A fisherman out in his boat made with discarded Polystyrene packaging and bamboo

We’re eager to complain about the NHS and all its perceived failings, but in Tanzania, where wheelchairs are made from worn out, modified plastic garden chairs, many people have never set foot inside a doctor’s surgery or hospital.

Not every innovative reuse comes down to necessity though. Beautiful beads are made from the fiddly rolling of brightly coloured glossy magazine pages and glass beads are restrung too and worn to beautiful effect by Tanzanian women who are already immaculately dressed in their striking kanga and kitenge fabrics. In the doorway of a children’s HIV hospital on the outskirts of Mwanza, old wire has been sculpted into the shape of butterflies, and at an exclusive lakeside cafe, where the price of a cola and chicken lunch is beyond the reach of most ordinary Tanzanians, a beautiful feature drinks bar is made from the faded paintwork of a no longer lake-worthy boat. A design choice as well as a cost-saving perhaps in this instance.

Though it’s a phrase oft-uttered by the irritating, newly-returned traveller, to “be lucky with what you have” has never been far from my mind since I walked off the plane at Heathrow, leaving behind on my comfortable seat, of course, the travel pillow, toothbrush and toothpaste set, flight socks, disposable headphones, earplugs, individually packaged multi-item dinner and breakfast and several in-flight magazines.

Africa will stay close to my heart for many reasons, but one clear lesson my six weeks taught me is that people have an inherent capacity to problem solve and to get by with what is available, however little or however far away from what we want it may be.

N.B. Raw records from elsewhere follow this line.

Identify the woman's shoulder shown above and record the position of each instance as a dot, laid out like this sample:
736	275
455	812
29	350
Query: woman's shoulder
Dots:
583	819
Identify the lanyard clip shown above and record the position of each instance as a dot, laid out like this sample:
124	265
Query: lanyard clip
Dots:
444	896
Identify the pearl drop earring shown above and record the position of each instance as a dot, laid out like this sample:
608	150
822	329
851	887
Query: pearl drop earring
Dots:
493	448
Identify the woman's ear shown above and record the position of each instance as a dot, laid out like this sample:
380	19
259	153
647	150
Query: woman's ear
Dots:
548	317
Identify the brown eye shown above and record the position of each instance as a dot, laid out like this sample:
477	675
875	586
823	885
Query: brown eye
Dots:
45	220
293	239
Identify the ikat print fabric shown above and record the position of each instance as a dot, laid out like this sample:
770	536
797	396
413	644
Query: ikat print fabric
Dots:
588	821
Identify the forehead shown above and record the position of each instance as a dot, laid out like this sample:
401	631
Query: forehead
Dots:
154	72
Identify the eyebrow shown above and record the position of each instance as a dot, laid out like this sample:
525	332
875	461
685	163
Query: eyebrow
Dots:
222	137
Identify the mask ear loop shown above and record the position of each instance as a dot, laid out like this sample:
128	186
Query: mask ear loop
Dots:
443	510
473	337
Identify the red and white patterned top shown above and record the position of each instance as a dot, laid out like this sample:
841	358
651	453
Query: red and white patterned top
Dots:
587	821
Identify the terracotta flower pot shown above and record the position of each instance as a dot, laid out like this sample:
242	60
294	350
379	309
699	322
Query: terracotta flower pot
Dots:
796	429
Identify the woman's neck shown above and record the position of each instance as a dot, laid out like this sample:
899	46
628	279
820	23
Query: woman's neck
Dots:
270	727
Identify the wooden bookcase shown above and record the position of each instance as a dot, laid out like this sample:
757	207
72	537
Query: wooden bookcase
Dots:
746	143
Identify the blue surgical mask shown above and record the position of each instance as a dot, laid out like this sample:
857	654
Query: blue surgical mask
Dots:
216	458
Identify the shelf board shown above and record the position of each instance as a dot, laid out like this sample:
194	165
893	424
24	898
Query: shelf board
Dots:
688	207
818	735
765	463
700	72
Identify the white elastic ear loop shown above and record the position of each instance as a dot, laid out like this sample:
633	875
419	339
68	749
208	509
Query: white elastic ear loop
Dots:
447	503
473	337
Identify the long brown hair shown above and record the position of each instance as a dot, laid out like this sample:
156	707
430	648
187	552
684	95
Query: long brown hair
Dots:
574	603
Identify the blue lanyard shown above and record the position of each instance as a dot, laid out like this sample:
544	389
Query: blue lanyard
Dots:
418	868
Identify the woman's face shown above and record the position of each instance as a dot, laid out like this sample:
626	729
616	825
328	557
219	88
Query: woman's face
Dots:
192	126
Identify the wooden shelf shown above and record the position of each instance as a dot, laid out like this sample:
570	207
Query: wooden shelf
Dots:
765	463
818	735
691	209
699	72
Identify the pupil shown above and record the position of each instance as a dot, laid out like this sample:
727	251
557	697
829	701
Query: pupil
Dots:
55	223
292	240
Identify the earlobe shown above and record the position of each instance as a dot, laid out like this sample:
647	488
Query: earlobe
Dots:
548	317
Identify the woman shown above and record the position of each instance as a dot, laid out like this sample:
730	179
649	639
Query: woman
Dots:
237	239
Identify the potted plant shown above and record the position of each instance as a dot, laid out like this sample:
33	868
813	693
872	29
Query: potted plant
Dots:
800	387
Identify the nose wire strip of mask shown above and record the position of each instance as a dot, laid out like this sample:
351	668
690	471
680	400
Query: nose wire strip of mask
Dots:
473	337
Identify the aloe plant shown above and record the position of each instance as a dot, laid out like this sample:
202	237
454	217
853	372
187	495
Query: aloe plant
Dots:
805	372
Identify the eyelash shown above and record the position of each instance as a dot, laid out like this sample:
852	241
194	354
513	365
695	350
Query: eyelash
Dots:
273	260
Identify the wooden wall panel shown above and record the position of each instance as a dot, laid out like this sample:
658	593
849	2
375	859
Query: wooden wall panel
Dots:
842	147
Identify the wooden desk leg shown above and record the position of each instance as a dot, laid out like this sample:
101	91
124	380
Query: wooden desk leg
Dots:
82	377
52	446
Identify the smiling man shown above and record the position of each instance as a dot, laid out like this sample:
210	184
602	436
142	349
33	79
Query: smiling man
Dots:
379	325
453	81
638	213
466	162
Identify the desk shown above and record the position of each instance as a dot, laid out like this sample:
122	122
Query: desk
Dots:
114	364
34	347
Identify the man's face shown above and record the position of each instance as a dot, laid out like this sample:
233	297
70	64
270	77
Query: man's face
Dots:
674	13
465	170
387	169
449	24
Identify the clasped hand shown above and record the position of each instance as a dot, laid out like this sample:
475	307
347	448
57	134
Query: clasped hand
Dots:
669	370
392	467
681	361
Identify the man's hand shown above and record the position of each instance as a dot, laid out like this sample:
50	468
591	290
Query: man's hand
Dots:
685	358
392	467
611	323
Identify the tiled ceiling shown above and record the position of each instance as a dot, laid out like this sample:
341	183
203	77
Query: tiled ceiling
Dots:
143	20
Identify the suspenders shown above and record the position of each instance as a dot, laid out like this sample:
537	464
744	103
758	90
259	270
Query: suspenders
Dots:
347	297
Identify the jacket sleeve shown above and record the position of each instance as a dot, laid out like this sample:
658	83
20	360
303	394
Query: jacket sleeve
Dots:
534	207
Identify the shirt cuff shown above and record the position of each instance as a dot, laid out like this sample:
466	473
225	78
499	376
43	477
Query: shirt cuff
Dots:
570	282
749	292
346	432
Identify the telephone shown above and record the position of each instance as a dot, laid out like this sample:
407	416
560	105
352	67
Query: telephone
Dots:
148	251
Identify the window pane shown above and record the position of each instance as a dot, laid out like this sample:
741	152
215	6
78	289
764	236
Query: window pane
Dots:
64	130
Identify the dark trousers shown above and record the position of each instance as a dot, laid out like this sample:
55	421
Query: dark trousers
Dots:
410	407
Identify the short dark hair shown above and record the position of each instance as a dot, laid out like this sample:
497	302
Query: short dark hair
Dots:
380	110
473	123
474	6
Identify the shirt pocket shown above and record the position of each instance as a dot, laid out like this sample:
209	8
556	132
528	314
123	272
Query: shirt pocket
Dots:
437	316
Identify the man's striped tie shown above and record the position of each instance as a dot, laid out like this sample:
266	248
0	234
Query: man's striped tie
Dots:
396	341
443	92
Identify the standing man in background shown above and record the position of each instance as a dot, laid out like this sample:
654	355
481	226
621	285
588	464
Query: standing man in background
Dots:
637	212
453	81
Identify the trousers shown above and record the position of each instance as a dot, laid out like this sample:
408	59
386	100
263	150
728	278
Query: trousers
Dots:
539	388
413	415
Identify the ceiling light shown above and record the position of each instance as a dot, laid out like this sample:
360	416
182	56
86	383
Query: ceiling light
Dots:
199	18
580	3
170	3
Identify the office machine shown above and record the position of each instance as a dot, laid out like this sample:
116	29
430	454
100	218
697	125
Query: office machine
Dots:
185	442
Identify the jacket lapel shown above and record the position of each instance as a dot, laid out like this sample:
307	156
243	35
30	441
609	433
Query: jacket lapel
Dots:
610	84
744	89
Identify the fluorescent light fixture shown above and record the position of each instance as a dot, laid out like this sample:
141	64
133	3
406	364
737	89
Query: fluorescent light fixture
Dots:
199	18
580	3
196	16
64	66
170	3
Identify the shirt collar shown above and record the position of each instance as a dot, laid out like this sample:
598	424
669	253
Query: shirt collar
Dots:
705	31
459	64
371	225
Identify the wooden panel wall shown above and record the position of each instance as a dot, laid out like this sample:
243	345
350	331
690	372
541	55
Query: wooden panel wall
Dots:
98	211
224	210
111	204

Our skills of self-reliance, practical-thinking and capability are perhaps not put to the test all that often here in the UK and in countries where many people enjoy a similarly high standard of living. But in Africa they are examined on a daily basis, and in circumstances when poverty, malnutrition, disease and death often hover frighteningly close by. It is a reality that most people reading this will never see, and even fewer experience, but perhaps we could all aim to take from knowing that it exists, the importance of valuing what we have.

Simple and effective, flip flops made from old car tyres

I know that if I call to mind the young boy pushing an old bike tyre down the track with a stick the next time I stroll through Toys R Us, or visualise the village woman weaving a plastic bag out of packaging strips the next time I rip open a new TV or microwave, I will stop for a moment to appreciate the things I’m lucky enough to have. I may not have paused before.

Arguably, in a world of ever-straitened resources, the cosseted Western existence that we know now will creep ever closer to the lives lived by people in places like Tanzania. And who will be better equipped to face the consequences of what we’ve done to our planet then? For all our money, boundless opportunity and privilege, it certainly won’t be us.